There was a lot of combustibility in the changes happening
in the middle of my life, some funny, some tragic. From the middle of the book
on, I see the stories as more reflective about my own life and some of my
dreamier attempts to find wholeness, and making mistakes.
I ended with the earliest piece I ever wrote, because it
seemed to shine for me as all about simplicity when I wrote it. It felt like a
poignant contrast after everything else had gone down.
Q: What do you hope a reader would take away from the book?
A: I want them to be very tolerant of it! In my fantasy, I
would love it if they just felt it was lovely, that it rang true, and that they
found sadness in the humor and vice versa—and that it evoked something meaningful
and timely about the time and place I lived through.
Q: What are you working on now?
A: A few things. I’m working on a magazine piece that I’m
terribly behind on.
The next book I’m sort of underway on is some kind of
co-written memoir with my adult son who has battled mental illness. It’s juxtaposing my
young adulthood with his attempt to have one 40 years later.
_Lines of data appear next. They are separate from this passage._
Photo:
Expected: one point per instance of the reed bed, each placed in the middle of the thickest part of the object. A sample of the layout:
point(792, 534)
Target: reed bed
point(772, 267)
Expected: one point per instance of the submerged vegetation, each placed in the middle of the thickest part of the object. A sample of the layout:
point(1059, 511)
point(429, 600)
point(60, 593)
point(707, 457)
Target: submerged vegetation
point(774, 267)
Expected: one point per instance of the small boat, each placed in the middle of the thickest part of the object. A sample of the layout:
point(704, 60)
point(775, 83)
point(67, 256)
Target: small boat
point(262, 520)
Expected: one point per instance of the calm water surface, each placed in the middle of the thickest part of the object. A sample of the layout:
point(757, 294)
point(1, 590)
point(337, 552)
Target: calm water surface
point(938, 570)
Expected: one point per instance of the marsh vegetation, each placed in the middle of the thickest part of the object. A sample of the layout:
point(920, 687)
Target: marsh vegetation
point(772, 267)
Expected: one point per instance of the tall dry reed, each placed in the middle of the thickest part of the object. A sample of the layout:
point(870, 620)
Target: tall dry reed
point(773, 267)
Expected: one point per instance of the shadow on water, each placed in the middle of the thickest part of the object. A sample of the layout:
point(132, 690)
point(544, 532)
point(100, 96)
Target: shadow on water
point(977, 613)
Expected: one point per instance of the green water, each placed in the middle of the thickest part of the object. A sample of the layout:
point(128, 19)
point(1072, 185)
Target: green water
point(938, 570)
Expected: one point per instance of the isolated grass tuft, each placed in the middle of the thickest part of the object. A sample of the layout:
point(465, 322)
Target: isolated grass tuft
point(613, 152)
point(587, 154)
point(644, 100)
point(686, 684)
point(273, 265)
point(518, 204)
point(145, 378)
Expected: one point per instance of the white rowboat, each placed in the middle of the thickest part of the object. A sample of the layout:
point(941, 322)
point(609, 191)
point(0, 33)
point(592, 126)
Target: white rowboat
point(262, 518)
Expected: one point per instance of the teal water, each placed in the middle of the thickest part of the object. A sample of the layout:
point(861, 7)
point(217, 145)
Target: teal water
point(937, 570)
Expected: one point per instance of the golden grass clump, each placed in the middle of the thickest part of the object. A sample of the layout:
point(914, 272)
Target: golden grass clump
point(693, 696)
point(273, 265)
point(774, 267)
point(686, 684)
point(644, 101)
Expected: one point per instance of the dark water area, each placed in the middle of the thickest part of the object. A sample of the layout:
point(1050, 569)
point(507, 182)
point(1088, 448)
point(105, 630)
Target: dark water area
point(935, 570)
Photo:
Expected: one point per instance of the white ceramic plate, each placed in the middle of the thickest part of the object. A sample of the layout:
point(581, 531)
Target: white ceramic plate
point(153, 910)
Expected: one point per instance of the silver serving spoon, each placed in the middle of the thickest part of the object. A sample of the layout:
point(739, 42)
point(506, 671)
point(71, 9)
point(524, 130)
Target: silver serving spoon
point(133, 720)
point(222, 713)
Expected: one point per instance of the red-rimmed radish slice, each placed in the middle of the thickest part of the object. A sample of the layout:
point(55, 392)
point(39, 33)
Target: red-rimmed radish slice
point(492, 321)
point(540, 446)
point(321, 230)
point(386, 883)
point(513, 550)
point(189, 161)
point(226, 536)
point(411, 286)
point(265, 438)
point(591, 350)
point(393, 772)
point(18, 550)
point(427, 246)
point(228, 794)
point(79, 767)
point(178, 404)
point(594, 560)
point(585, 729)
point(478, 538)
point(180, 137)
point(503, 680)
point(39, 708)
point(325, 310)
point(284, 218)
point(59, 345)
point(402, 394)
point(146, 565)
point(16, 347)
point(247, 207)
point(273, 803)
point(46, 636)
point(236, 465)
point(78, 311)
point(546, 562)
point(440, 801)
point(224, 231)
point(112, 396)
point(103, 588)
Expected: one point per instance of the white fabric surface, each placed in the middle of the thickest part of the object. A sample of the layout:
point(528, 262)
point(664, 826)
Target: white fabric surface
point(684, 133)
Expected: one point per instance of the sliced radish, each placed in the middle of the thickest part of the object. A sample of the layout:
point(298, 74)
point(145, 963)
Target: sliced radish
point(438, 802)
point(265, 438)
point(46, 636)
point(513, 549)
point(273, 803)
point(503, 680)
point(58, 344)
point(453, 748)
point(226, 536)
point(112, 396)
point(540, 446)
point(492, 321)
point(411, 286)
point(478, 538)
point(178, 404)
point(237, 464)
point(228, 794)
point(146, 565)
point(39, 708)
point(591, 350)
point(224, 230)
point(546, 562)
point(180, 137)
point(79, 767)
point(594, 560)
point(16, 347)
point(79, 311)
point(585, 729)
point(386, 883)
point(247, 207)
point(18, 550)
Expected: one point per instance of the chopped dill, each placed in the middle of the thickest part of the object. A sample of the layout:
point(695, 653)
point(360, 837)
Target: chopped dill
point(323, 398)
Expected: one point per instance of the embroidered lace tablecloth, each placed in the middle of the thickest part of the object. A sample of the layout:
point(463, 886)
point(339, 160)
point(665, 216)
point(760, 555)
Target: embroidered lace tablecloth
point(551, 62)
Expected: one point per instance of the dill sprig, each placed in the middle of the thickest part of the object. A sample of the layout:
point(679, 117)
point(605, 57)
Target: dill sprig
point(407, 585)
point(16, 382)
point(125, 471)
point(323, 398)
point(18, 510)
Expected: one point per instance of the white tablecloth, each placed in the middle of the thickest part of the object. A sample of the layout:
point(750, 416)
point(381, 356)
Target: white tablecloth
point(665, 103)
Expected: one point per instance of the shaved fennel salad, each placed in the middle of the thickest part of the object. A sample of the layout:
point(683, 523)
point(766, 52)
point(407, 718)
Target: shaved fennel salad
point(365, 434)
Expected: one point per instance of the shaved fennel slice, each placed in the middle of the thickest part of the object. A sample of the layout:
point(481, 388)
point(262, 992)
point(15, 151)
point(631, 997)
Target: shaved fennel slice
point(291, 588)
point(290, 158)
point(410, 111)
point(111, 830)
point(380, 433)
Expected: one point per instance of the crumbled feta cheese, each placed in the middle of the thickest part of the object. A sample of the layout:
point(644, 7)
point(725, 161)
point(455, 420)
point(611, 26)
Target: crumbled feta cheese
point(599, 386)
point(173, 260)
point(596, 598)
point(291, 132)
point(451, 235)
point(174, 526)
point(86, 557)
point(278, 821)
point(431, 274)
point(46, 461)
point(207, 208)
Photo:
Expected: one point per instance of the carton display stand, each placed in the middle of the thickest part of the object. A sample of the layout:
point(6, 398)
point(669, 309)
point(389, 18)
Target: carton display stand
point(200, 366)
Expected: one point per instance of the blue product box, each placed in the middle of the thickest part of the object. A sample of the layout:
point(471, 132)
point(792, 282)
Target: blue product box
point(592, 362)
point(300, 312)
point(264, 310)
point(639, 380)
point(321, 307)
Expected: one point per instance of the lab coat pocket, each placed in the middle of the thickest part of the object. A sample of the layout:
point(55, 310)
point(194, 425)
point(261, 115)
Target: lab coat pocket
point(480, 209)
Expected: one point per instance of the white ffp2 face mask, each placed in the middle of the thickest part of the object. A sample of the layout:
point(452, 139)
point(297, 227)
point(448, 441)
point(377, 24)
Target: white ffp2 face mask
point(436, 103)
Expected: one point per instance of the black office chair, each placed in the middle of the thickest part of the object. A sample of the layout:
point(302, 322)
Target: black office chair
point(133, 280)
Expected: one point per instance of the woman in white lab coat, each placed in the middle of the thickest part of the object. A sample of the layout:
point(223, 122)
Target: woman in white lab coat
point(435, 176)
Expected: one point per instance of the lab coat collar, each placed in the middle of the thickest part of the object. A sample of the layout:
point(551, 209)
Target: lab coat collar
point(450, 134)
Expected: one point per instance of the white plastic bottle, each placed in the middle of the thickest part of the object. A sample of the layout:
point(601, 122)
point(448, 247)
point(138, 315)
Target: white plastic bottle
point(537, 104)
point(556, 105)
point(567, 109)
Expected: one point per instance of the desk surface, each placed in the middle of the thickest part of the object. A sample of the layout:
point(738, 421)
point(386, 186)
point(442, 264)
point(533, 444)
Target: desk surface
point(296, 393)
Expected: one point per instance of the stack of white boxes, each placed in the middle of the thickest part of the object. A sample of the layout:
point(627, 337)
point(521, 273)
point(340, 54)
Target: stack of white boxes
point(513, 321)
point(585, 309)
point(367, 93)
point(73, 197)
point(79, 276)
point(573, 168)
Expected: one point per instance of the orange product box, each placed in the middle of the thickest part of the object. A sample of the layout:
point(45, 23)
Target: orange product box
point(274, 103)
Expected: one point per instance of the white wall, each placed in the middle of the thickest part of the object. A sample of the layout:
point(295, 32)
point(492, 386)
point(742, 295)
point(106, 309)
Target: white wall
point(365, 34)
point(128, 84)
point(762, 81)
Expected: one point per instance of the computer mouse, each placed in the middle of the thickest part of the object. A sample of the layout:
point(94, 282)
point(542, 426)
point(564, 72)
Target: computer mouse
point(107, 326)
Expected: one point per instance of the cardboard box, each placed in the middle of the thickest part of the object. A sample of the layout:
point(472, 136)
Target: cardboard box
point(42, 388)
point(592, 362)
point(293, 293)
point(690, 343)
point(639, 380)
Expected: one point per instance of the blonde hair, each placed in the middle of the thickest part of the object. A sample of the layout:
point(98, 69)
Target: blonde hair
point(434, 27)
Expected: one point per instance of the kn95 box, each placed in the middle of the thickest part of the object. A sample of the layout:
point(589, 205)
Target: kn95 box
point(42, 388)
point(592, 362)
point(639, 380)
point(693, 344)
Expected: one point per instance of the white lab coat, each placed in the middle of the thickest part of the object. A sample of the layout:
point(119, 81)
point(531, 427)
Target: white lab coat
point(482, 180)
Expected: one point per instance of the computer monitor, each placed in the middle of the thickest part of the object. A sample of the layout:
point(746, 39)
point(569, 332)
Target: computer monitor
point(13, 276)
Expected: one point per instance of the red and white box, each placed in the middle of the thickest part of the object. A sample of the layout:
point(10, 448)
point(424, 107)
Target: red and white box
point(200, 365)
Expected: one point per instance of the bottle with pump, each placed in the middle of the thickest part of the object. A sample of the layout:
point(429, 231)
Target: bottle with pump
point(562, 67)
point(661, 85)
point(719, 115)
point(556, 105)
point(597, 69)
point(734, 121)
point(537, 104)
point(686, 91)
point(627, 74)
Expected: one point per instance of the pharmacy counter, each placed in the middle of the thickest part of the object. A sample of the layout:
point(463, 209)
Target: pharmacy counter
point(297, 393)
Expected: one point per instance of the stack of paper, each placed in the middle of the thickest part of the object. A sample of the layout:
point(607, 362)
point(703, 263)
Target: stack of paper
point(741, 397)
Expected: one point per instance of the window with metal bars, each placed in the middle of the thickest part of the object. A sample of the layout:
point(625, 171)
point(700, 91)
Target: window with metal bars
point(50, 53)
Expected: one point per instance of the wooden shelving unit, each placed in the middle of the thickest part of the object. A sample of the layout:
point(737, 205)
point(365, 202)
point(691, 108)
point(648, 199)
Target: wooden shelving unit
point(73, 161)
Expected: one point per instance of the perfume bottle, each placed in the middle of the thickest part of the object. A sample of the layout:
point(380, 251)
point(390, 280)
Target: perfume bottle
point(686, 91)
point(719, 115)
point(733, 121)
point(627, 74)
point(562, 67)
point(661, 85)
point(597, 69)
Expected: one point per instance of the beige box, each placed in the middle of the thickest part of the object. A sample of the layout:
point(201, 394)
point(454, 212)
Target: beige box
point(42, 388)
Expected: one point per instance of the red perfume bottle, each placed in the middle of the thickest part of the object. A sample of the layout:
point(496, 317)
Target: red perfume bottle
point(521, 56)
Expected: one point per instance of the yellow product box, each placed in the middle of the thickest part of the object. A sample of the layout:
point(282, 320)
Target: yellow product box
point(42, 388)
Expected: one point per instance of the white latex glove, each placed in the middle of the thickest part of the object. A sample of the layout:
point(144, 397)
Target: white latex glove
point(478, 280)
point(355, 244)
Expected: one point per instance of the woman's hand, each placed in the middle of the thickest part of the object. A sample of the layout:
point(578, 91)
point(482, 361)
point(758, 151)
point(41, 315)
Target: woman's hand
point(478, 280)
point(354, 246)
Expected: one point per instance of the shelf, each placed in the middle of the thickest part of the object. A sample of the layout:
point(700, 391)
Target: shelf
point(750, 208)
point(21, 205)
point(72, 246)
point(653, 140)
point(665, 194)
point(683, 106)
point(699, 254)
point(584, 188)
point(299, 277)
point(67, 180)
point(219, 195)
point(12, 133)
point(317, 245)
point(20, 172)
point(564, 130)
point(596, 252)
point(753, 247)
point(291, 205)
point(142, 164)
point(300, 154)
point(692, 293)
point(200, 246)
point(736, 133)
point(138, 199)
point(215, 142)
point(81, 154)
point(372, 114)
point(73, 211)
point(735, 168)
The centerpiece is
the summer he spent on the run from hospitalization.
I’m also teaching students at Cal State Long Beach [and
trying to create] a venue for student voices, particularly first-generation
immigrant voices…they’re amazingly talented and have important stories to tell.
Q: Would that be in the form of a magazine?
A: I’m not really there yet, but I’m thinking of an
anthology.
Q: Anything else we should know about Burdens by Water?
A: A development in our time that the book is a product of
is the changes in print journalism. I got to write those stories because of a
time when magazines could send us anywhere, pay your expenses, let you write
reflective stories about what you experienced.
In the past decade, venues for this [type of writing] have
shrunk to two or three. We get so much instant analysis about anything—Donald
Trump says something scary, there’s a school shooting—there are pieces on the
Internet that look like long-form journalism but are not thought through, and
are glib….
This book is a swan song to a certain paradisical time in
California, and also to what magazine writing used to be like…but I don’t want
the book to [seem as if it’s] just about getting old and dying!